The association reported several incidents of aircraft arriving at Mexico City's Benito Juarez airport with low fuel because of these delays.
Mexico on 21 March inaugurated the former Santa Lucia military base about 28 miles away from the existing airport as a mixed civilian and military facility. Only a few flights — sometimes one daily — are being flown from the new facility, known as the Felipe Angeles international airport, but it has still led to traffic issues.
Air traffic controllers "apparently received little training and support as to how to operate this new configuration in the airspace," Ifalpa said.
There has only been one formal report of an incident involving air traffic control directing an airplane to repeat an approach, Mexico City communications and transport ministry (SCT) said today in response to Ifalpa's safety bulletin.
But the government also said it will reduce flights from the main Mexico City airport to 50 from 61 and move those operations to the Felipe Angeles airport, which would create a more complicated air traffic pattern and override other market considerations.

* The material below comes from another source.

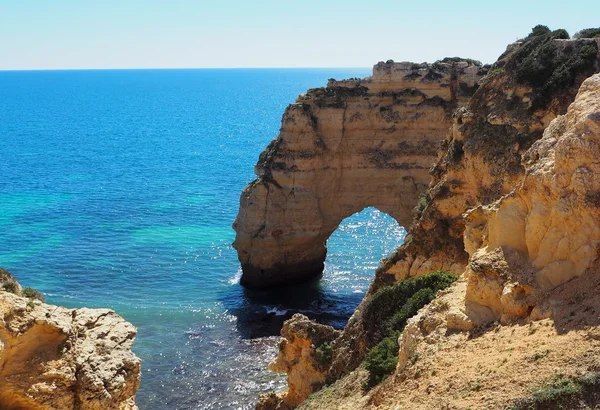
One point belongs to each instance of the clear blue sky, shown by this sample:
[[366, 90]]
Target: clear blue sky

The main Mexico City international airport has been considered over capacity since 2014. Mexico's government in 2012 began planning for a new facility that would have been among the largest airports in the world. But president Andres Manuel Lopez Obrador cancelled those plans when he took office and instead remodeled the Santa Lucia military airbase.
Mexico consumed 87,000 b/d of jet fuel in the week ended 11 March, up by 70pc from a year earlier, according to the latest figure from the energy ministry's weekly dashboard.
Mexico's total jet fuel imports, mainly by state-owned Pemex, almost doubled to 49,000 b/d in the first quarter of this year, up from 25,000 b/d in the first same quarter of 2021.